We are interested in understanding the mechanisms responsible for initiation of and regulation of chromosomal DNA replication and its coordination with other events in the life cycle of Mycobacterium tuberculosis, the causative agent for tuberculosis. M. tuberculosis is also the leading cause of morbidity and mortality in AIDS patients. These problems are compounded by the emergence of strains of M. tuberculosis that are resistant to one or more antituberculous drugs. M. tuberculosis is a slow grower with an average doubling time (dt) of 24 hours. The genus mycobacteria also includes other slow growers (M. avium, ~ dt 10 hours) and rapid growers (M. smegmatis, ~ dt 2 hours).

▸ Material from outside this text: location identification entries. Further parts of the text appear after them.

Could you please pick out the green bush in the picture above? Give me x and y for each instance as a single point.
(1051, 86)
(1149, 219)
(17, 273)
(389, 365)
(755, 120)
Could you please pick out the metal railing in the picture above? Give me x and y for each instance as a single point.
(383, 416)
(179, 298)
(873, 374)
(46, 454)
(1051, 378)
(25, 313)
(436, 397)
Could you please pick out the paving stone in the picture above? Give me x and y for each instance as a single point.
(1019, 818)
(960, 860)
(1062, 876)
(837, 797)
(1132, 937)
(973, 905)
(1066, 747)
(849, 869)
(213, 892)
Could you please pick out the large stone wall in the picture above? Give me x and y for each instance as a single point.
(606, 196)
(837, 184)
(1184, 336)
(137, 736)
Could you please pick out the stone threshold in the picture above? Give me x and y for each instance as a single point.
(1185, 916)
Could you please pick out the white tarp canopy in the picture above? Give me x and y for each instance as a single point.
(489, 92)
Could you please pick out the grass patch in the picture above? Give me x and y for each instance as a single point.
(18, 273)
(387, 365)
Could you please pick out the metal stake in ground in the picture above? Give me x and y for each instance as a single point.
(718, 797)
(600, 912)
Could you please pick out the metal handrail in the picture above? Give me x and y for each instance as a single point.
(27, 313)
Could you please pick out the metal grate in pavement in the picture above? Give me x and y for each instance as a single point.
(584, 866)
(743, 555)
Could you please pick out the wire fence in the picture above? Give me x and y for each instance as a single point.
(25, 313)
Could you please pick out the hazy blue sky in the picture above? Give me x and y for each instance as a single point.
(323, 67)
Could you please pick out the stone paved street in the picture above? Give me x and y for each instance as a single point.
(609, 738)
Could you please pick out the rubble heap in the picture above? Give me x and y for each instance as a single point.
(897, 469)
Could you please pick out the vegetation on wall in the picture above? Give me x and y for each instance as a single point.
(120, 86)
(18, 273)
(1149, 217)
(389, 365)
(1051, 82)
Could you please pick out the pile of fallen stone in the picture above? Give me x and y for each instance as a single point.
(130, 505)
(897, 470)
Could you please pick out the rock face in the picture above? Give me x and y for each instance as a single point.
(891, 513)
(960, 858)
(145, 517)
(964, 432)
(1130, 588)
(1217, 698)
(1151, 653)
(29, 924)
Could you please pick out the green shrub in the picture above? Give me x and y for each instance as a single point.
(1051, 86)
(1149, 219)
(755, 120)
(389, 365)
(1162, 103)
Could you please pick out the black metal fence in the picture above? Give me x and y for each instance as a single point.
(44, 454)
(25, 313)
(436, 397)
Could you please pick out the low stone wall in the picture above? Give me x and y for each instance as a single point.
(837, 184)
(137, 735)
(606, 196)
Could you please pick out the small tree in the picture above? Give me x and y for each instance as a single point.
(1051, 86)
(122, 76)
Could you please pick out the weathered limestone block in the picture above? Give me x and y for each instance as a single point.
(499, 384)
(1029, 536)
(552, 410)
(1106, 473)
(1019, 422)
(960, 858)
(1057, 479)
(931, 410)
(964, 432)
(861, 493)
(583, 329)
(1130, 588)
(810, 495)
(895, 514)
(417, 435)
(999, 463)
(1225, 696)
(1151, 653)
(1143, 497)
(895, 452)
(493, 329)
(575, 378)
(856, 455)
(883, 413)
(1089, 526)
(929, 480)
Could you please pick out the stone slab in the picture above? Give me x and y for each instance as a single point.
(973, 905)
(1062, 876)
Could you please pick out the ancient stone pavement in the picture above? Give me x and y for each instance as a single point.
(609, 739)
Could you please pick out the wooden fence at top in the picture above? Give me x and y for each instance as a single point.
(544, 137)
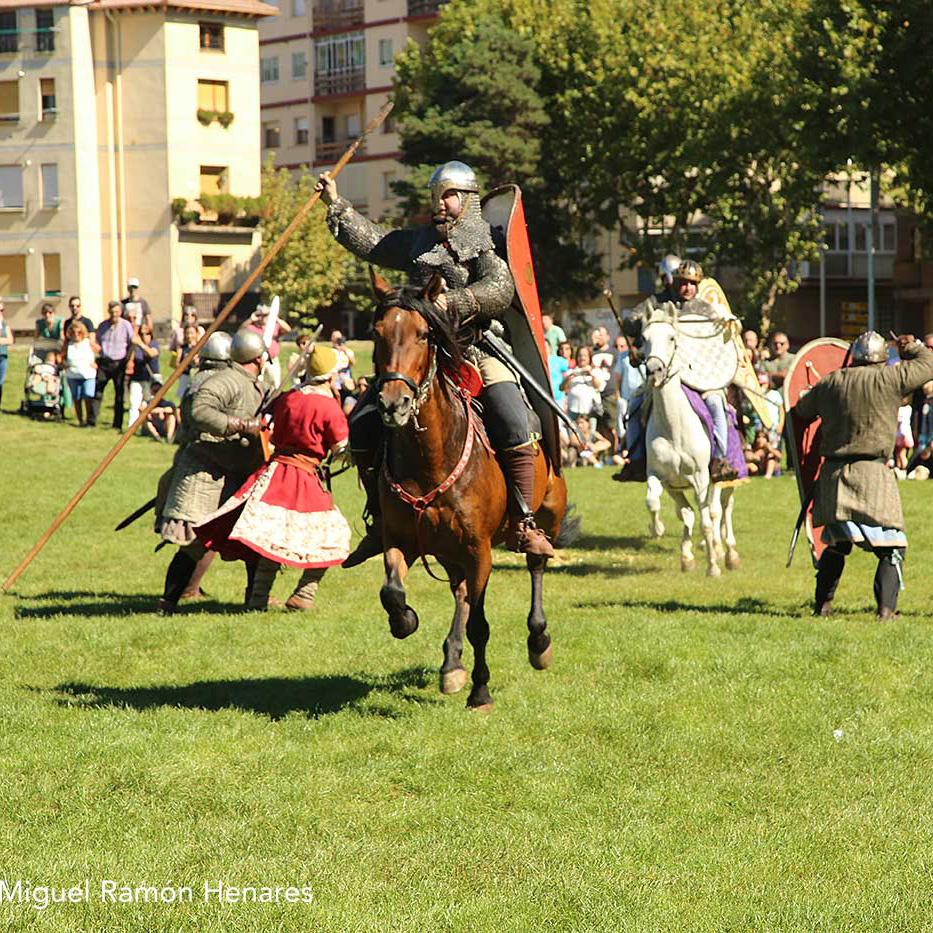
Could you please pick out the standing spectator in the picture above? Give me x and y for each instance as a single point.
(553, 333)
(6, 341)
(272, 370)
(135, 307)
(145, 369)
(49, 326)
(781, 358)
(188, 317)
(115, 337)
(80, 369)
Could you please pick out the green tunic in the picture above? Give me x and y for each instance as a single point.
(859, 406)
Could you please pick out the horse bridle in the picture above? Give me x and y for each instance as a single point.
(419, 390)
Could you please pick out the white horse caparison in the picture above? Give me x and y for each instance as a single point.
(679, 455)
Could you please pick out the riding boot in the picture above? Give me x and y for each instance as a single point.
(828, 572)
(193, 589)
(262, 579)
(303, 597)
(523, 535)
(371, 543)
(176, 579)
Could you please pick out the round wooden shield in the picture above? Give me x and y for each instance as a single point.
(812, 361)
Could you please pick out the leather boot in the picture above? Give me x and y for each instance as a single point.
(523, 535)
(176, 579)
(720, 471)
(193, 589)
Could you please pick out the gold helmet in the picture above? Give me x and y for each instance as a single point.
(689, 271)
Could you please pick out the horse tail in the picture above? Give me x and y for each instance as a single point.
(570, 527)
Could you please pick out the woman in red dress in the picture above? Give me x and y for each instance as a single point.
(282, 514)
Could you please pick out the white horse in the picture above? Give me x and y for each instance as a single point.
(679, 455)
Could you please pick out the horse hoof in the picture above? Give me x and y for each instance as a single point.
(453, 681)
(543, 660)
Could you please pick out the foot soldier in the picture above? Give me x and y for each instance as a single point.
(282, 514)
(856, 498)
(681, 277)
(459, 246)
(220, 437)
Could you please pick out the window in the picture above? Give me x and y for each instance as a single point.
(9, 101)
(269, 70)
(11, 189)
(45, 31)
(214, 179)
(49, 178)
(211, 269)
(13, 277)
(51, 275)
(386, 53)
(47, 93)
(212, 96)
(271, 136)
(9, 32)
(387, 179)
(301, 131)
(212, 36)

Following initial infections, M. tuberculosis frequently enters a latent or dormant state for extended periods and subsequently, under appropriate conditions or following immune suppression, revives, multiplies and causes a secondary infection. DNA replication constitutes an important step in the exit from latency. The development of novel therapeutic agents to control M. tuberculosis infections in HIV infected patients as well as other individuals is severely hindered by our limited understanding of the initiation and regulation of M. tuberculosis DNA replication and its coordination with other events in cell cycle.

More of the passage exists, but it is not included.